Think of it as the glue that holds us together underneath our skin. Without it, we would be mush (in the literal sense). Fascia connects us from head to toe and is sensitive to every movement in our body. In its basic sense, fascia (fah-sh-ah) is a connective tissue. It surrounds every muscle fiber and every organ in the body holding them in place. Under a microscope, it would look like a tight fiber mesh. It tends to exist in two states, sol state, and gel state.
- Sol state: In which fascia is more elastic and movable and is less restrictive
- Gel state: In which fascia is thick and less movable and tough
The fascial states can be altered due to a property called thixotropism. With the use of massage techniques, such as foam rolling, applied heat or skin rolling, the state can be changed from gel to sol with relative ease (barring any injuries; more on that later). Thixotropism also occurs during exercise as heat is generated throughout the body.

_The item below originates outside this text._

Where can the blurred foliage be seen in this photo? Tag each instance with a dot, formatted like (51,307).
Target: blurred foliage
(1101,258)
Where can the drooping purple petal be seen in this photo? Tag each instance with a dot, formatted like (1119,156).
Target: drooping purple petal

Fascial states are also susceptible to being hydrated or not. Picture, if you will, a block of Jell-O that has just been made. It is shiny and pliable. If that same block is left out in the open air, it starts to get dried out, it shrinks up and starts to harden in spots as the water evaporates. That is, in essence, what happens to fascia when we become dehydrated. It is suggested to consume .5oz per every 1lb of body weight as a general rule of thumb to keep your body hydrated and your fascia in a sol state.

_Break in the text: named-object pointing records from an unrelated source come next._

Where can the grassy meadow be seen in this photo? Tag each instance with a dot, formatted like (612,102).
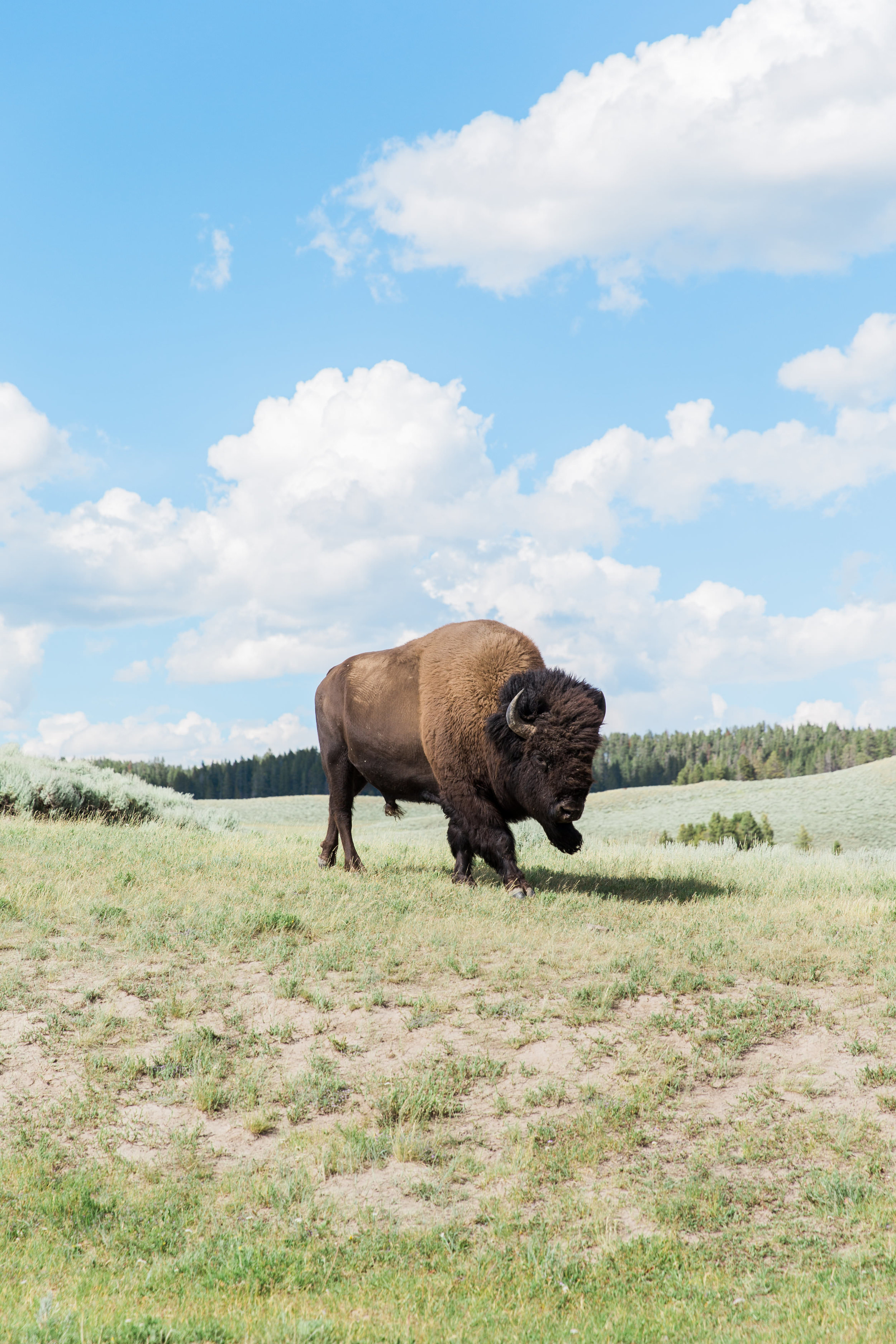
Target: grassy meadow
(245,1100)
(855,807)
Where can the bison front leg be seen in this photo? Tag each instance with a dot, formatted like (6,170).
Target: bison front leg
(490,837)
(330,846)
(463,851)
(344,783)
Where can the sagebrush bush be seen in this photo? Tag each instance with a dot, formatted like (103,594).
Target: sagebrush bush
(39,787)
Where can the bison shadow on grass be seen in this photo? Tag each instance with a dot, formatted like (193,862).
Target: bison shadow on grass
(679,890)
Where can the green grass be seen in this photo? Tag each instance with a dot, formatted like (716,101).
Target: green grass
(668,1152)
(852,808)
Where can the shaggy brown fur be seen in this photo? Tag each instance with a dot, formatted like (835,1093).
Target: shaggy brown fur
(428,724)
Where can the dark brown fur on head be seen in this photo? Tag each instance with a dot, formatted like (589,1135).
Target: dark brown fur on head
(547,773)
(565,711)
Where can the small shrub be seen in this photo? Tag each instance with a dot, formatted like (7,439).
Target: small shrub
(742,828)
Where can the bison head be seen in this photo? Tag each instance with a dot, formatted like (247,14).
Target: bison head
(546,731)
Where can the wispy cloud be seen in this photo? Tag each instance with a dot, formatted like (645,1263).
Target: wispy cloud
(215,273)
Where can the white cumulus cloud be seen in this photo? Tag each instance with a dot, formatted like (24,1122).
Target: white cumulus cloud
(862,376)
(32,449)
(136,671)
(366,506)
(187,742)
(21,658)
(763,143)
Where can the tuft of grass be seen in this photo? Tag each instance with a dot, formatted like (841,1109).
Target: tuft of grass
(108,914)
(319,1088)
(260,1123)
(550,1093)
(879,1076)
(199,1054)
(354,1150)
(433,1088)
(699,1205)
(837,1193)
(209,1096)
(273,921)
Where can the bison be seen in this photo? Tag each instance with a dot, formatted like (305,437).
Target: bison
(468,718)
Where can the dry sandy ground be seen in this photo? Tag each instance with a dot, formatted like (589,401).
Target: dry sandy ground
(812,1069)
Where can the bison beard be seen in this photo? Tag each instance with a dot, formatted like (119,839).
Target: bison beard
(468,718)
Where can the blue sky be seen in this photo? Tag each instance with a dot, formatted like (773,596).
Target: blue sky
(205,209)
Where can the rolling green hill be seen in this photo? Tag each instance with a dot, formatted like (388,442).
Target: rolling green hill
(856,807)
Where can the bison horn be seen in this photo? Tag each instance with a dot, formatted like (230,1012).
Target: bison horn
(515,722)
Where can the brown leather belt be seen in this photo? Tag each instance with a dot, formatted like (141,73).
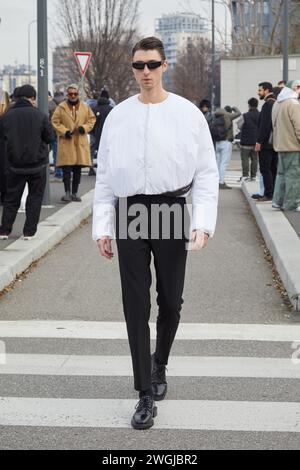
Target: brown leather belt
(179,192)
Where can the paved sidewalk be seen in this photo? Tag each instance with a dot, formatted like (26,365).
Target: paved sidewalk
(56,192)
(281,231)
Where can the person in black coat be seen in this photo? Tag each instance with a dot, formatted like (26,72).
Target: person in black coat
(27,133)
(101,111)
(268,158)
(248,124)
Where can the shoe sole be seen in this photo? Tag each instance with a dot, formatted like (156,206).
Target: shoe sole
(141,427)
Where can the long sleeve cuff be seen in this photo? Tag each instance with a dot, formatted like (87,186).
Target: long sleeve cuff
(104,217)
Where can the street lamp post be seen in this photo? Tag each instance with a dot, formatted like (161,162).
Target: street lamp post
(43,72)
(29,49)
(286,41)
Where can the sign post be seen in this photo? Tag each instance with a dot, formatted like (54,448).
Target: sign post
(83,60)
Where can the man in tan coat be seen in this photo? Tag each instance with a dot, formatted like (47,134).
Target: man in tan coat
(73,120)
(286,141)
(4,105)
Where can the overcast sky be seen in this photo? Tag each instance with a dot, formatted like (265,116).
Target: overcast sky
(17,14)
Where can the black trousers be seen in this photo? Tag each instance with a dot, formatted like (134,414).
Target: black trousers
(67,176)
(15,187)
(170,257)
(268,162)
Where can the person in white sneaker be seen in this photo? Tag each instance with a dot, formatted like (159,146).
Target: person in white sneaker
(155,149)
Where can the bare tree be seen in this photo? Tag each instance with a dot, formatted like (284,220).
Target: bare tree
(107,29)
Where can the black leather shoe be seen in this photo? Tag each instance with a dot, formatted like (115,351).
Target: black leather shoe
(158,380)
(145,412)
(67,197)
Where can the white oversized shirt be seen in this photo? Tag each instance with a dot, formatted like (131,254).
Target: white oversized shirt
(152,149)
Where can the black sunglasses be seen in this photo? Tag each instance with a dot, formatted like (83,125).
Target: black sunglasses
(152,64)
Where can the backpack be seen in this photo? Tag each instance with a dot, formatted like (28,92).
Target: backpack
(218,129)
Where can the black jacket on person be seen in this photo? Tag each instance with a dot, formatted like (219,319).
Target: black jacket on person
(101,111)
(27,132)
(265,127)
(250,128)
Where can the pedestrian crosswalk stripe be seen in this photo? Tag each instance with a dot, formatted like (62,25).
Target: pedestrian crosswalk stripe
(117,331)
(94,366)
(179,414)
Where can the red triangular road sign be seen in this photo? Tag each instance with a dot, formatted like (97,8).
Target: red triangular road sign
(83,60)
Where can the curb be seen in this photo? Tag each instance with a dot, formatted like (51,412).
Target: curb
(18,256)
(282,241)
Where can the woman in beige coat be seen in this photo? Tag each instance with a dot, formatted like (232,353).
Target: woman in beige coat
(73,120)
(4,105)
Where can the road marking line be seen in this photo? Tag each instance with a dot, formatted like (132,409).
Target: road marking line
(115,366)
(117,330)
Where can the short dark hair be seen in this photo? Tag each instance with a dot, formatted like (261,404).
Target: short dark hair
(276,91)
(266,86)
(150,44)
(203,103)
(253,103)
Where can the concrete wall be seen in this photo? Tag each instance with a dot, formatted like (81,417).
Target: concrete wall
(240,77)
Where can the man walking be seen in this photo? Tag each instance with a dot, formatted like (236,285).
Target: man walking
(248,124)
(73,120)
(27,133)
(224,138)
(268,158)
(4,105)
(155,148)
(205,108)
(286,124)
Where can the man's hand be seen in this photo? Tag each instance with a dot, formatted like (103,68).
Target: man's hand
(258,148)
(105,247)
(199,240)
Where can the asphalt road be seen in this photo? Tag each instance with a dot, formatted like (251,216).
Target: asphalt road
(229,283)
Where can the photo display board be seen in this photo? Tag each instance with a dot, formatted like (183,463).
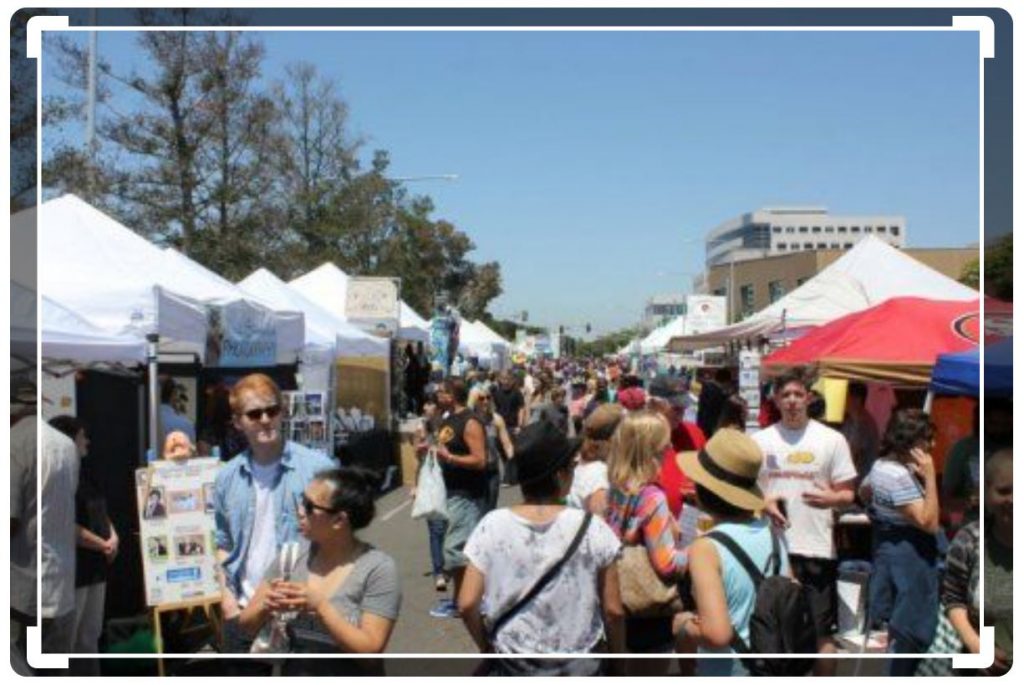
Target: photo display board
(176,524)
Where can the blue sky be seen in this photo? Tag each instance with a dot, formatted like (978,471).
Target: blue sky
(592,164)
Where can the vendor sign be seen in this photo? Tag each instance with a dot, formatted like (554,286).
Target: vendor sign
(176,524)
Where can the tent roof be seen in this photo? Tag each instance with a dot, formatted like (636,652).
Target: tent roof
(960,373)
(66,336)
(323,328)
(897,340)
(328,286)
(869,273)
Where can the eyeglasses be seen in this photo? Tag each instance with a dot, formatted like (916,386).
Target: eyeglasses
(308,507)
(255,415)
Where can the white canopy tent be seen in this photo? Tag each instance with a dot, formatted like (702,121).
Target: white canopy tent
(869,273)
(328,286)
(123,285)
(65,335)
(323,328)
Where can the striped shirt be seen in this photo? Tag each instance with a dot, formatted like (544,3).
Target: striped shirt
(644,518)
(893,485)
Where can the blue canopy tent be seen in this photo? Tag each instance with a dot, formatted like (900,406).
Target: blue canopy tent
(958,374)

Because fascia is surrounding everything in the body, including nerves, it can compress upon these nerves causing pain. When you have physical pain or are in an uncomfortable position, it is the compression of the fascia on the nerve causing this discomfort. When we become injured and constricted, the fascia will not move as easily (think of the dried Jell-O block). Fluid movement is essential to every day and overall body health. Neglecting that is neglecting you.
Protecting the Fascia
Many of the most ardent exercisers are not using proper body mechanics to get through their workout. You may be fast, strong and at peak cardiovascular condition, but that does not mean that you are truly functioning at peak performance. You must vary your workout routines to incorporate movement. That is the key. Maintaining a varied athletic routine using cross training, movement, strength and stretching are invaluable. Hold your stretches for 2 or so minutes. I know that seems long but stay with me here. Stretching is psychological as well as physical. If you are committed to the elongation of the muscle, using a continuous movement can help with the permanent elongation of the tissue.
What Can You Do Now?
For athletes looking to maximize your performance or for those that just want to feel good, what can you do now?
Don’t just run. Don’t just lift. Don’t just Crossfit. Vary your workout routines to include activities such as dance, yoga, even Zumba. Something that gets you moving on all planes and make sure to stretch after every workout. This does not mean you have to give up your favorite workout routine, just mix it up every now and again. It will make your body so much happier in the long run and reduce fascial pain.